Ecsenius axelrodi is a small species growing to a maximum length of 5.8 cm. The dorsal fin has 12 spines and 12 to 14 soft rays. It is deeply notched between the two portions of fin. The anal fin has 2 spines and 14 to 16 soft rays. This combtooth blenny is variable in colour but usually has broad orange bands running along the body and transverse black bars on the rear half of the body. It occasionally has black longitudinal stripes. The eyes are prominent and have a black line running through them. This fish can be distinguished from other similar species by the obliquely-sloping, oblong black spot just above the insertion of the pectoral fin, and the four of five round black spots just below the spinous dorsal fin.

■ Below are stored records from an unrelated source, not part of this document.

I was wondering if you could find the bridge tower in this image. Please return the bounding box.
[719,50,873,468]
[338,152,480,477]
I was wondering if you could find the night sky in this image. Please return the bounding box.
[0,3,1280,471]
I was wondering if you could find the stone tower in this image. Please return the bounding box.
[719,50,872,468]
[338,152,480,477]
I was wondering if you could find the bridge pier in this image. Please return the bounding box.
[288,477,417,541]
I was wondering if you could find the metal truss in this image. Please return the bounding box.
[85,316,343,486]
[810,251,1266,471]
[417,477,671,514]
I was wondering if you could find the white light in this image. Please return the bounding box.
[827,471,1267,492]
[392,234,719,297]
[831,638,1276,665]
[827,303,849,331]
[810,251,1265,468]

==Distribution and habitat==
Ecsenius axelrodi is native to the western central Pacific Ocean. Its range includes the Admiralty Islands, Papua New Guinea and the Solomon Islands. It occurs on coral reefs on outer reef crests and slopes at depths of down to 15 m. Both adults and juveniles are restricted to subtidal areas with live corals.

==Biology==
The breeding habits and early life history of Ecsenius axelrodi has been little studied. The females are oviparous and there is a planktonic larval stage but the smallest identifiable juveniles found are over 10 mm long and look like miniature adults.